Scotch Whisky is highly regarded world over (though it has been seeing its competition, especially this year from the Japanese who is trying to knock off one of the several empires of British – starting with “The” empire) and the Scots tout the Peaty flavor of the Scotch whisky as their Unique Selling Point (USP). The Peaty flavor (and indirectly the smoky flavor) is due to the decayed Vegetation (or Peat) being used as the primary fuel for curing the germinated barleys into malts in pot stills. The peat used as fuel tend to provide that peaty flavor (or smoky flavor).

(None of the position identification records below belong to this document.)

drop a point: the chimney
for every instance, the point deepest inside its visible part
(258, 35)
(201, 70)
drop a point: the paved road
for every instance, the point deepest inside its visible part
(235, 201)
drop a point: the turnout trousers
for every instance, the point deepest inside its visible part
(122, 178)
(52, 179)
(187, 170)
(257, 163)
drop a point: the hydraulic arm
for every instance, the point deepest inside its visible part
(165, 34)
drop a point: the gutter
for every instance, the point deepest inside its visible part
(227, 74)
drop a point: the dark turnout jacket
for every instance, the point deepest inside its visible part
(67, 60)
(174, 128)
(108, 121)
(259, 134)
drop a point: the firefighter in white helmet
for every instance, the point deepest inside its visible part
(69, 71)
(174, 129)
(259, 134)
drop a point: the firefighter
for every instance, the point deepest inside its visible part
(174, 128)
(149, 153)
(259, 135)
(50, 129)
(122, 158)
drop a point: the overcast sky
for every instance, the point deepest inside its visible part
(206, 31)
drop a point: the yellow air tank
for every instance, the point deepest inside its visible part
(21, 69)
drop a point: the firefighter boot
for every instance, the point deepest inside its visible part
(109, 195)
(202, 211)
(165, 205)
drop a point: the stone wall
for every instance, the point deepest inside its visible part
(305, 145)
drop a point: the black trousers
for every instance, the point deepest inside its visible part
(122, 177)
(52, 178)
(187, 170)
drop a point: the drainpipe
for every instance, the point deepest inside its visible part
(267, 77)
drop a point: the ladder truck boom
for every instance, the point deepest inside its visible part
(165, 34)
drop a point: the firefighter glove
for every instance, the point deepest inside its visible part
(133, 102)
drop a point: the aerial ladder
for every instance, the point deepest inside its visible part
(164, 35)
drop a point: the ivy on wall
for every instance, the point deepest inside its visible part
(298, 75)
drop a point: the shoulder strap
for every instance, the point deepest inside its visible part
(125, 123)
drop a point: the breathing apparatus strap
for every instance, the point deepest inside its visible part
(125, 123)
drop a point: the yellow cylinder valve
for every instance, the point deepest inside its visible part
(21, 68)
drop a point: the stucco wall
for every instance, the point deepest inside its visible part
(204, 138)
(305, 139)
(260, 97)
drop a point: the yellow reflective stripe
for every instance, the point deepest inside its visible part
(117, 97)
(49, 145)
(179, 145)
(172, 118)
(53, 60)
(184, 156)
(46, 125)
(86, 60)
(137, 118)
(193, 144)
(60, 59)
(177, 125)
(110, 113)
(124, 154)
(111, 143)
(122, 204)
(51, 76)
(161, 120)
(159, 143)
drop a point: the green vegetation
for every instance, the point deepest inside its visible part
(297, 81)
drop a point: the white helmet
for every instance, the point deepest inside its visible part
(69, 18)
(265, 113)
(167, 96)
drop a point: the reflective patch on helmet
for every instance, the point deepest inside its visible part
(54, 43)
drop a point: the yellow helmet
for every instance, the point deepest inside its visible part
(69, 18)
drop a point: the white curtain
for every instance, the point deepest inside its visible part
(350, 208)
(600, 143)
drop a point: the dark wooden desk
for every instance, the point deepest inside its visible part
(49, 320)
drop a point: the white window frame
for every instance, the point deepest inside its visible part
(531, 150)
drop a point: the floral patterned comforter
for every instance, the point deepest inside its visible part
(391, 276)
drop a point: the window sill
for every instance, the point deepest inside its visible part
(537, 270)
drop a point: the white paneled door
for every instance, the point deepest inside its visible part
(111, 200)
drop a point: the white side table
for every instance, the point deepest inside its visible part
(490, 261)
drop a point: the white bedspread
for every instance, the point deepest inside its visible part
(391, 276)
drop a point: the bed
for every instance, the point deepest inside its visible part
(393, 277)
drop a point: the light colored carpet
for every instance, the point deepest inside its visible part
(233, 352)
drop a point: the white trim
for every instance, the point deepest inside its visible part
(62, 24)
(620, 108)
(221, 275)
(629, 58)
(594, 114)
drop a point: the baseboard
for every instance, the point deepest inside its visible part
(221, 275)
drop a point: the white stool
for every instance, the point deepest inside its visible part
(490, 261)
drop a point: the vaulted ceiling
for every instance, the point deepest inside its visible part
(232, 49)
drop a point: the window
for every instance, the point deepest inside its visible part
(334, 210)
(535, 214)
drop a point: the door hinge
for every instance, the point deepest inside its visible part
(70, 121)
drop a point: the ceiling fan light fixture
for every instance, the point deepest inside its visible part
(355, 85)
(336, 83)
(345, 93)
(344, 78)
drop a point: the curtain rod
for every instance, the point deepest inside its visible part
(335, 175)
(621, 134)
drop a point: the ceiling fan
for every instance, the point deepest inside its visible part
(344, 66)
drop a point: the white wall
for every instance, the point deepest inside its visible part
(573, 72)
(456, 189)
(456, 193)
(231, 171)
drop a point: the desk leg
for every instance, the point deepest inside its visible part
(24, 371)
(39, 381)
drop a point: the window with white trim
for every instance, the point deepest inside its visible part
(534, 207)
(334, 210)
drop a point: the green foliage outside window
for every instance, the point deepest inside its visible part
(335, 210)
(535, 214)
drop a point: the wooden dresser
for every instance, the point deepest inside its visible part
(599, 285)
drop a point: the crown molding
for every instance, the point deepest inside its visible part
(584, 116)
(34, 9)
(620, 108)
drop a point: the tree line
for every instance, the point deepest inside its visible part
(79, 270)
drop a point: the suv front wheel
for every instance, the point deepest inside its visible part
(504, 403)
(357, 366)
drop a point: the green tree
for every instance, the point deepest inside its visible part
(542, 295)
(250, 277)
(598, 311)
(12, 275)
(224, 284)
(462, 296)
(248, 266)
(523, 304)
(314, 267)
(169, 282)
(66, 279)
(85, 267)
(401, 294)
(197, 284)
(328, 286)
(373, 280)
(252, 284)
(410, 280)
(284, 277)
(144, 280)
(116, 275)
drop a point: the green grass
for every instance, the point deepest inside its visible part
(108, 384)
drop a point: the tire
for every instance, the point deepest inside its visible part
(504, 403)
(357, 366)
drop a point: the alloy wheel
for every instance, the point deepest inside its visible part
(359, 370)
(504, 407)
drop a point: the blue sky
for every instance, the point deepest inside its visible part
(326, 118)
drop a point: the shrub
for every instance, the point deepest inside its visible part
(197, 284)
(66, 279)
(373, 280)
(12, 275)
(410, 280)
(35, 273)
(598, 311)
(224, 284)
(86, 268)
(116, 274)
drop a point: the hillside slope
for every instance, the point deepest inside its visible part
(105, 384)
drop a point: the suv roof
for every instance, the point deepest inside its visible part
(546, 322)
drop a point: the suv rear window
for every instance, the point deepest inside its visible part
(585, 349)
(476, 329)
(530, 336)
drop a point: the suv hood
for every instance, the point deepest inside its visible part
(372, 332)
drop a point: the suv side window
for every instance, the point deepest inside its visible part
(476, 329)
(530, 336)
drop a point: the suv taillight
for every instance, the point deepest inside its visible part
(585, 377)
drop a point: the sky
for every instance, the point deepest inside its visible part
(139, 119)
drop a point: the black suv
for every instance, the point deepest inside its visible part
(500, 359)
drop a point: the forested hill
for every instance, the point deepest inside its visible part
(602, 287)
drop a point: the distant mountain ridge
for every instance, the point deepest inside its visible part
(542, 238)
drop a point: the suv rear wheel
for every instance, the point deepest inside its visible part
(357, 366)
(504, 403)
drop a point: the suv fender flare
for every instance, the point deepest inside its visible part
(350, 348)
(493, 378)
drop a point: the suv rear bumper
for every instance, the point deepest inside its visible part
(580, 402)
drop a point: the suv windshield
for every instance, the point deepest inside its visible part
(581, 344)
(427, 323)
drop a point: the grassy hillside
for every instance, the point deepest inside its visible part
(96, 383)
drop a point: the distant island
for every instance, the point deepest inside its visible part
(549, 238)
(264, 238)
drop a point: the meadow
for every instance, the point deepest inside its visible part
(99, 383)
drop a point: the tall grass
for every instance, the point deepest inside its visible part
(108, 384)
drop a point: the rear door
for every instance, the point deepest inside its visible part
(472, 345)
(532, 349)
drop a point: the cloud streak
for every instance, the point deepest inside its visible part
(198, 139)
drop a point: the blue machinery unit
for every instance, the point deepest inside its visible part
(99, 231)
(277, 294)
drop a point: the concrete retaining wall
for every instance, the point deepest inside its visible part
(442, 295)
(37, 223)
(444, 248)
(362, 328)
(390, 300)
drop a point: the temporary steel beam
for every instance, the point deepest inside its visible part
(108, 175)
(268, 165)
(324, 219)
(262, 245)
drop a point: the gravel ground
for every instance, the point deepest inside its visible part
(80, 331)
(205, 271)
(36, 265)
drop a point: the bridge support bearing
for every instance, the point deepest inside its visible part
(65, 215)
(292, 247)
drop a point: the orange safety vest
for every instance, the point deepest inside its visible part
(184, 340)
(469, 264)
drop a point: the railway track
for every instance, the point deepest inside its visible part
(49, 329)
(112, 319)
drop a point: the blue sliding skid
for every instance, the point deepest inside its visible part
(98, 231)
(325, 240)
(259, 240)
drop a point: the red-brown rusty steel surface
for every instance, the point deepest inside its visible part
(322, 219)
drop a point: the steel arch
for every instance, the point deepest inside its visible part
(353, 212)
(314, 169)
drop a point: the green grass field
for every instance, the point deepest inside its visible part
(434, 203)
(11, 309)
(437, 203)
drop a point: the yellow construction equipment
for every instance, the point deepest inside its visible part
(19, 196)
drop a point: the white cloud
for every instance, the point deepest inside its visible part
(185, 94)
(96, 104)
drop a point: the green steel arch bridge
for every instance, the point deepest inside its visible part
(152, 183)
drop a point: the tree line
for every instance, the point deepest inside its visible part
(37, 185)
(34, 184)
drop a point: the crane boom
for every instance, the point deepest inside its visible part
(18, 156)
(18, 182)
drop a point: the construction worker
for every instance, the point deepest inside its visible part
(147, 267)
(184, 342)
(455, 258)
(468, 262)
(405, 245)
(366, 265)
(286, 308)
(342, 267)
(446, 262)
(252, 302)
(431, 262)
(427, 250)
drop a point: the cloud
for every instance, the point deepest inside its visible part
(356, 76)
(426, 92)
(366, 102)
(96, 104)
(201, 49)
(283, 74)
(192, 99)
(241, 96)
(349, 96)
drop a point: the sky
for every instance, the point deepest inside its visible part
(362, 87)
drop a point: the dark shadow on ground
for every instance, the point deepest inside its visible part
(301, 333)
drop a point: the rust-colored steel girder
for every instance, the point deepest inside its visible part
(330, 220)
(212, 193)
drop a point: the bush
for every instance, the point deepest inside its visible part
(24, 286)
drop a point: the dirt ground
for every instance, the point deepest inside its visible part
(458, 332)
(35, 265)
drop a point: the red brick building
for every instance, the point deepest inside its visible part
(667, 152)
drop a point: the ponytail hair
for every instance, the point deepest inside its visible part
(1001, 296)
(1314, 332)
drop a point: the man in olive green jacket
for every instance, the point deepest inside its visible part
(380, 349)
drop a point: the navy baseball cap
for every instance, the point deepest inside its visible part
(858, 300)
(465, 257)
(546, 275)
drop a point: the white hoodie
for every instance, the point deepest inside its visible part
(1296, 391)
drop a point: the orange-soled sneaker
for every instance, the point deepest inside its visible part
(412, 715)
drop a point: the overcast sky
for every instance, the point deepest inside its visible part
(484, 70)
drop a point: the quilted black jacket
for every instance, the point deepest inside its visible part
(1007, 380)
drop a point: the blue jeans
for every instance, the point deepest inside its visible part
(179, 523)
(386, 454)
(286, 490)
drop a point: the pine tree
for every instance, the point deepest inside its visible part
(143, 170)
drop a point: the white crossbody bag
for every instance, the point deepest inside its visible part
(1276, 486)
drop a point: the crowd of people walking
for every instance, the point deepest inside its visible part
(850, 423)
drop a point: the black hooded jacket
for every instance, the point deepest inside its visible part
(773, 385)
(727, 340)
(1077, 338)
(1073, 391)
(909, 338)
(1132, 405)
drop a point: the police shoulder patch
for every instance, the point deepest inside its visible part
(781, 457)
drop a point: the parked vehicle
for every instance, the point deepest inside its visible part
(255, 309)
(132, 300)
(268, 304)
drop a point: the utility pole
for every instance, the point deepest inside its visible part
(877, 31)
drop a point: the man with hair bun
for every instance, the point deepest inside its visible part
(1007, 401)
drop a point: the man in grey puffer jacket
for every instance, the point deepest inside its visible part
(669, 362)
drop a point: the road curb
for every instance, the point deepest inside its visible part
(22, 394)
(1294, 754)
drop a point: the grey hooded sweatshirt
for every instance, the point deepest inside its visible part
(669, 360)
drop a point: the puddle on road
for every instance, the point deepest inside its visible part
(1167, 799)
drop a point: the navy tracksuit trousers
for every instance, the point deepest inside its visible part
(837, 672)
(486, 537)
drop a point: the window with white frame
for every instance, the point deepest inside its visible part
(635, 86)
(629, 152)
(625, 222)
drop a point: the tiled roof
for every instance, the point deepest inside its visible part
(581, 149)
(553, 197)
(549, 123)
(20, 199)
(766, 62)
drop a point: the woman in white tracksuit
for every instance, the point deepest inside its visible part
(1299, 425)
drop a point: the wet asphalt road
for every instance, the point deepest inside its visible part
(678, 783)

To provide the background, the Highland and Islay regions of Scotland are primarily dependent on the Peat, which is available in abundance, as the fuel. Especially the remote regions of the Highland did have access for coal for centuries and so had to depend on Peat for the fuel. On othe other end, Lowlands region(around Edinburgh) has coal available which almost gives the odorless smoke while malting.
The Scots had turned this adversity into opportunity by making the Peaty flavor as their niche over centuries. Today, with coal freely available, distilleries tend to use Peat to accentuate the taste of the Scotches and control the level of Peaty flavor as per the requirements.
Leading the pack of Peaty Scotches are Ardbergs, Laphroaigs, Lagavulins etc. while on the other end, the milder ones are Scapa 14 years, Glenlivet and Glenfiddich. Below is the Scotch map I have been using for years for reference. I will leave it to one’s conclusion whether Peaty flavor is overrated or not but have provided the background. Many Scotch aficionados prefer the Peaty ones while my personal preference are the more milder ones – Glenfiddich, Scapa 16 and Aberlour and many of my friends who do not have the knowledge of Scotches, preferred the milder ones when both flavors were offered.